Мое безумие обаятельнее моего ума. Мой ум сказал бы, что мертвым от наших оскорблений и восхвалений не жарко и не холодно, — и кого бы это обрадовало? А вот мое безумие убеждено, что нет ничего важнее, чем воскрешать и возвеличивать мертвых в нашей памяти, — и видели бы вы, какой признательностью светился комсомольский взор дочери и внучки героев, разыскивавшей имена бесследно сгинувших! Армия землекопов и каменщиков, закладывавшая фундамент космического прорыва, так и звалась — лагерь Безымянный. Вика и занималась тем, что разыскивала имена этих неизвестных солдат. Более всего, правда, гордясь семейными героями — отцом Радием и дедушкой Гришей. А из живых — дядей Мишей Терлецким. Открыто бросившим вызов лидеру нации.
Мы засиделись за чаем, словно старые друзья после долгой разлуки, и Лев Семенович отвлек нас всего трижды, заглядывая в кухню по дороге в туалет. “Здравствуйте, как вы себя чувствуете?” — каждый раз, любезно вскидывая ватные брови, устремлял он на меня до белизны вылинявшие глаза над розовеющими отвисшими веками, и я понимал, что все-таки еще не достиг подобной ветхости: мне удалось ограничиться одноразовым посещением сортира. И впрямь более элегантного в сравнении со сталинским. А второе излияние я сумел оттянуть аж до самой ночной Реки.
Мне никто не мешал в черной тени речного обрыва делать свое черное дело, запрокинув голову в небеса, где было торжественно и чудно. Лучше нет красоты… Небеса были полны света, только его не хватало еще и для земли. Уж так когда-то это меня манило — космос, где небо черное, как сажа, но зато любой булыжник сияет маленьким солнышком.
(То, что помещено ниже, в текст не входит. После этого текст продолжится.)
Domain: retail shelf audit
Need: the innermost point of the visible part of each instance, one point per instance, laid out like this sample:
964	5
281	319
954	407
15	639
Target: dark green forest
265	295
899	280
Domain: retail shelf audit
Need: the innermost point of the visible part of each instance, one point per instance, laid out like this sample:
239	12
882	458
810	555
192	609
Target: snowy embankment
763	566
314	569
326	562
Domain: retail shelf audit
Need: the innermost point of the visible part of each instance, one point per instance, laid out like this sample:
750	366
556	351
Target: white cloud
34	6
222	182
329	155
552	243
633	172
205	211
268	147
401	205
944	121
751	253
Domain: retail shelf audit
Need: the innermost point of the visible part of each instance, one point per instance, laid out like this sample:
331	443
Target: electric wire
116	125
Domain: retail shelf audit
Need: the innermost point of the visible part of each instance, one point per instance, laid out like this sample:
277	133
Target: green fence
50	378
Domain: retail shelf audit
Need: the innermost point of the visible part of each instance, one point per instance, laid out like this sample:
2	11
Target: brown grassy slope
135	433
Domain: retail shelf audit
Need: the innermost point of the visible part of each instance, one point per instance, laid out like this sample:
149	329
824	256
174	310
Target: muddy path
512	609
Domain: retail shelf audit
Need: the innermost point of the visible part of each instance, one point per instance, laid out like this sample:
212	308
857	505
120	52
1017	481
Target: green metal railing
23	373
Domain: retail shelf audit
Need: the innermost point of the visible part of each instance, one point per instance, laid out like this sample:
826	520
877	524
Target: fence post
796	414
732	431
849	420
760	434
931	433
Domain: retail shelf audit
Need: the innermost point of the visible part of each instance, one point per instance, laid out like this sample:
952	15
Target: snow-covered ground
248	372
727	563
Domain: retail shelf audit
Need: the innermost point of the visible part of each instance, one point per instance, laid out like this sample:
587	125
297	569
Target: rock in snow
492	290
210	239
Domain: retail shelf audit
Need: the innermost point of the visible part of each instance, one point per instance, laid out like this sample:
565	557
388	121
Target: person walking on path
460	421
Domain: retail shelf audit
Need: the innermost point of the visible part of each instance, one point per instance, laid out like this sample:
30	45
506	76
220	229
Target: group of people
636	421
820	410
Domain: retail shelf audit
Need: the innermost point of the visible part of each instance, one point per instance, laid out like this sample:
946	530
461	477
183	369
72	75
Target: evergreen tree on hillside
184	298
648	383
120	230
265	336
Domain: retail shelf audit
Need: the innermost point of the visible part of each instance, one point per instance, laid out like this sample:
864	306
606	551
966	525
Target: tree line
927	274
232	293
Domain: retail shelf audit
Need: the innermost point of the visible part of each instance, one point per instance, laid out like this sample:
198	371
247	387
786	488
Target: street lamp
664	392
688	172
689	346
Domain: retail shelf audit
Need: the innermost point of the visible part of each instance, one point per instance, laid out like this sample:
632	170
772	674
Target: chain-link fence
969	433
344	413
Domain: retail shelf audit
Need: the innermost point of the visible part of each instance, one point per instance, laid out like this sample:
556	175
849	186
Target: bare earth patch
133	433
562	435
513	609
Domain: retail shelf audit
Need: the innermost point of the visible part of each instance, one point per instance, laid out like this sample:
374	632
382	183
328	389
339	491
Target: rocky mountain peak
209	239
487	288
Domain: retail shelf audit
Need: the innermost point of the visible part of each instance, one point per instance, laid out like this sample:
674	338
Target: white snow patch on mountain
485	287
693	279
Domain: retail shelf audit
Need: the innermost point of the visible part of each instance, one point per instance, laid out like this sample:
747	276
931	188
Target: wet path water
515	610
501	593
Суду все ясно? Пора пришла — она влюбилась. Я видел, что и новая, а теперь не такая уж и новая Вика очарована мною. Об этом лучше всего сказало мне прощальное сияние ее лазурных глаз и пожатие узенькой, но сильной ручки. В глазах настоящих женщин, соединяющих в себе высокое и первозданное, мое мичуринское происхождение всегда придавало мне особое обаяние — сочетание культуры и бывалости, аристократизма и неотесанности. И я уже не чувствовал стыда перед отдалившимися тенями за то, что впервые за бог знает сколько лет ощущаю себя молодым и беззаботным. Жизнь не кончена в шестьдесят один год! И пускай те, кто меня любит, так же обойдутся и с моей тенью, я не хочу, чтобы память обо мне отравляла им мгновения счастья, которых и без того до отчаяния мало, пусть они вспоминают меня не с болью, но с улыбкой, а если и со слезами, то со светлыми. Да храним же каждый час — ночь, как тать, настигнет нас, ночь холодная — предел наших замыслов и дел.
Но эта ночь была не тать, а самая грандиозная и прекрасная декорация для самой высокой и прекрасной драмы, какую только могло измыслить человеческое воображение. Сотри случайные черты, сотри проклятия и муки миллионов и миллионов, и ты увидишь — мир прекрасен! И могучая темная Река будет журчать не о пропасти забвенья, а о неиссякаемых источниках любви и красоты.